Anyone following the next big thing in pharma will likely be familiar with the acronym NASH. But what is this emerging indication that companies are racing to treat? Non-alcoholic steatohepatitis (NASH) is a type of non-alcoholic fatty liver disease (NAFLD), a condition where fat builds up in the liver. If you have NASH, you have inflammation and liver cell damage, along with fat in your liver.
Around 20% of Americans are thought to have NAFLD, and between 3.5% and 5% have NASH. Reports suggest that NASH could soon become the leading cause of liver transplant in the US by 2020 – a result of the increase in obesity and diabetes – and a potential public health crisis in the making.
Current Diagnosis and Treatment
Since NAFLD and NASH can cause few or no symptoms, it can be tricky to diagnose. A blood test looking at liver enzyme levels is the starting point, and ultrasound, CT, or MRI may also be used. However, imaging can show fat in the liver, but it can’t show inflammation or fibrosis, making it a challenge to distinguish between a fatty liver and NASH. NASH clinical trials use biomarkers such as serum lipids and triglycerides and the NAFLD activity scores (NAS) to assess disease severity.
There are currently no approved drugs for NASH. Doctors instead recommend weight loss, which might comprise lifestyle changes, pharmacological weight loss drugs (e.g. orlistat), and gastric band or bypass surgery.
Treatments on the Horizon?
Such is the unmet need for NASH, there are thought to be around 195 treatments in the pipeline.

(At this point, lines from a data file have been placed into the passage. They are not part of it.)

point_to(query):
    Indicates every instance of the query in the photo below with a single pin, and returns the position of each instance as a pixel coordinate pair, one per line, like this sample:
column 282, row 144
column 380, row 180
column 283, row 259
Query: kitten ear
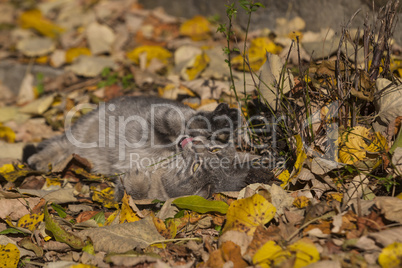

These can be broadly grouped into agents that target metabolic dysfunction driving the disease (insulin resistance and lipogenesis) and those that target the resulting pathological processes, such as apoptosis, inflammation, and fibrosis. They include:
Challenges in Developing Drugs for NASH
Despite the many drugs in development for NASH, many challenges exist. One is that NASH can be difficult to diagnose early; it can take years before patients show any sort of symptoms. It’s also not completely clear how physicians would respond to a NASH drug, if approved. Confirmed diagnosis requires a liver biopsy — a procedure that physicians are reluctant to do without a clear need.
There are also no criteria for identifying which patients with NAFLD will progress to NASH, making it hard for drug developers to provide a clear case for treating those patients now, especially when clinicians are trained to focus on related co-morbidities like diabetes and heart disease.
A further challenge is that drug developers and analysts are figuring out the market segment that will suit each drug. The severity of fibrosis is ranked from F0 to F4, with F0 denoting no fibrosis and F4 marking cirrhosis. Some pharma companies are focusing their efforts on F3 and F4 patients, while others are targeting more moderate populations. However, the earlier stages can resolve on their own with a dietary change and lifestyle change, so the commercial potential might not be as great.
Acknowledging these challenges, the FDA recently produced extensive guidance to help companies develop drugs to treat NASH. It says that companies should focus on developing treatments for non-cirrhotic NASH with liver fibrosis until there are methods for identifying the subset of patients who are at risk of progression. It also encourages sponsors to develop and validate biomarkers for diagnosing and grading NASH and liver fibrosis, as liver biopsy is currently the only reliable method.
The guidance also provides recommendations on trial design and endpoint selection. This includes the use of liver histological improvements as endpoints that are reasonably likely to predict clinical benefit, recognizing that the slow progression of NASH and the time required to evaluate progression to cirrhosis or survival is an impediment to conducting trials for this condition.
The Future Clinical Landscape
No medicines have yet been approved to treat NAFLD and NASH, but that looks set to change. GlobalData forecasts the NASH market will hit $18.3 billion by 2026, but some warn that the mixed data from trials mean that NASH trials have an uncertain future.
According to analysts, there’s room for improvement in the response rates currently being seen, and it’s unlikely that any single emerging NASH drug will be so effective that it will own the market.